11 of 12 people found the following review helpful
"What now" redux,
This review is from: Raspberry Pi Hacks: Tips & Tools for Making Things with the Inexpensive Linux Computer (Paperback)
Vine Customer Review of Free Product (What's this?)
When I reviewed Raspberry Pi Projects for the Evil Genius a while back, I considered it a necessary addition to any RPi hackers library. This too serves a similar purpose, with a lot more material, presented by two people involved in Fedora Linux. While Pidora seems to lag behind the RPi OS pack overall, this doesn't get in the way of doing a very effective job of giving you many, many projects of both traditional and physical computing natures.
Some of what's in here is pretty oldschool - people have been running Asterisk PBXes for a long time and the process isn't appreciably different on the Pi. Some of the projects do address some needs unique to the RPi and its market space; for example, there's extensive instructions on building a GCC cross-compiler toolchain to get around the long compile times for work done on the Pi itself. It also makes instructions available for some common second-computer uses like arcade emulation and (one of the RPi's most popular uses) media computing.
But what you came for are the things that the Pi is especially good for - portability and physical computing. It delivers quite effectively too; controlling a camera via gphoto, for example, or a car-mounted geocache tracker with an off-the-shelf GPS module, or controlling a 3D printer, or even something as mundane as a plant waterer. There's even some truly off-the-wall stuff like waterproofing the board with a hydrophobic paint from Rustoleum.

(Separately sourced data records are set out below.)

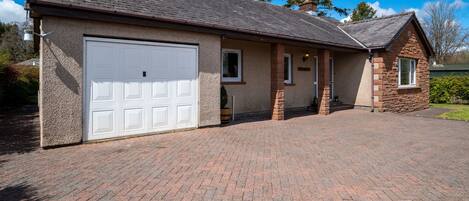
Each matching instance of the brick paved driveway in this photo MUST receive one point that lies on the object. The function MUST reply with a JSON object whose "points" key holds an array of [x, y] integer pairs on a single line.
{"points": [[349, 155]]}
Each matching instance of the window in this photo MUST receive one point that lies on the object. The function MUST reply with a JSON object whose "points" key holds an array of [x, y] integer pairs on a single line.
{"points": [[287, 69], [407, 72], [231, 65]]}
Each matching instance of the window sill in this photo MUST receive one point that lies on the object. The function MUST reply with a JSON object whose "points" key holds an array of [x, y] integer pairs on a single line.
{"points": [[233, 83]]}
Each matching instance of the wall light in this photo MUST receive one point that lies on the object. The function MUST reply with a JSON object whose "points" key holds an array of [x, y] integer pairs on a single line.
{"points": [[29, 34], [305, 57]]}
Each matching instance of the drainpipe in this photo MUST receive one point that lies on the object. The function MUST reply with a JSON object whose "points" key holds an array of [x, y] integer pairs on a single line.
{"points": [[370, 58]]}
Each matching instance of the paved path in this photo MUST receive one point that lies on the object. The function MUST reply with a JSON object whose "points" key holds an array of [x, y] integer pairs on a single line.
{"points": [[349, 155], [429, 113]]}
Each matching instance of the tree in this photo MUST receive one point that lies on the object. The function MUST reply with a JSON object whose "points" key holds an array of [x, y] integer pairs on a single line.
{"points": [[363, 11], [12, 42], [324, 7], [444, 32]]}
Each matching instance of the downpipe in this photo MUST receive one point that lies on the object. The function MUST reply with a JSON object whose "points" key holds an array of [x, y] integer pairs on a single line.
{"points": [[370, 58]]}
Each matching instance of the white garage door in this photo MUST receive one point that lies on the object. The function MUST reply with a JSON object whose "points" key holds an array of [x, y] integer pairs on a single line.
{"points": [[138, 87]]}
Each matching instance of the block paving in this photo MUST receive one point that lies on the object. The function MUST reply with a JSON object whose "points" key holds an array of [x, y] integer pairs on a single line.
{"points": [[348, 155]]}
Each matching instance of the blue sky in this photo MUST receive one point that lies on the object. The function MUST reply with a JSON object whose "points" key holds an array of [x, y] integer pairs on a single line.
{"points": [[11, 10], [388, 7]]}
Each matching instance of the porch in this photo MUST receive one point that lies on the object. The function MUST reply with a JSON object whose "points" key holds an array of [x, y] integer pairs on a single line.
{"points": [[270, 79]]}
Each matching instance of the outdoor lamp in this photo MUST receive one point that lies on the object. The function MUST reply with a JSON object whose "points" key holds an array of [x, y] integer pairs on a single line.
{"points": [[29, 34], [305, 57]]}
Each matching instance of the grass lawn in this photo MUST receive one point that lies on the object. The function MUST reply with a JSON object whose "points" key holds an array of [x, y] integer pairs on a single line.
{"points": [[458, 112]]}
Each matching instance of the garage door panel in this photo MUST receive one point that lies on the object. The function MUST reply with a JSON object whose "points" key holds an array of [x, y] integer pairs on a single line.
{"points": [[134, 62], [160, 117], [103, 122], [160, 89], [122, 101], [133, 119], [133, 90], [184, 88], [99, 54], [102, 90]]}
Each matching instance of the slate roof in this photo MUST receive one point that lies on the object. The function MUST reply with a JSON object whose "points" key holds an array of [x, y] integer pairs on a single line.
{"points": [[378, 32], [247, 16]]}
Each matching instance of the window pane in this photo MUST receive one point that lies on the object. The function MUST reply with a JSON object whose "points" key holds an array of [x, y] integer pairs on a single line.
{"points": [[230, 65], [412, 72], [286, 64], [405, 68]]}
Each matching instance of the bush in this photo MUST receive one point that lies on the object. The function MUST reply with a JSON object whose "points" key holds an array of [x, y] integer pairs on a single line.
{"points": [[449, 89], [19, 86]]}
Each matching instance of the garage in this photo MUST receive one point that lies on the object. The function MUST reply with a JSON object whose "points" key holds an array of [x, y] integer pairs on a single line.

It does come up a bit short in some ways, though; while it's largely distro-agnostic and makes some use of Adafruit's Occidentalis distro for some physical computing projects, it pretty much ignores RISCOS entirely. And for some reason the software radio receiver project doesn't have a transmitter companion. Other than that, though, this is a must-purchase for anyone who wants to do more than noodle around in Scratch or Python.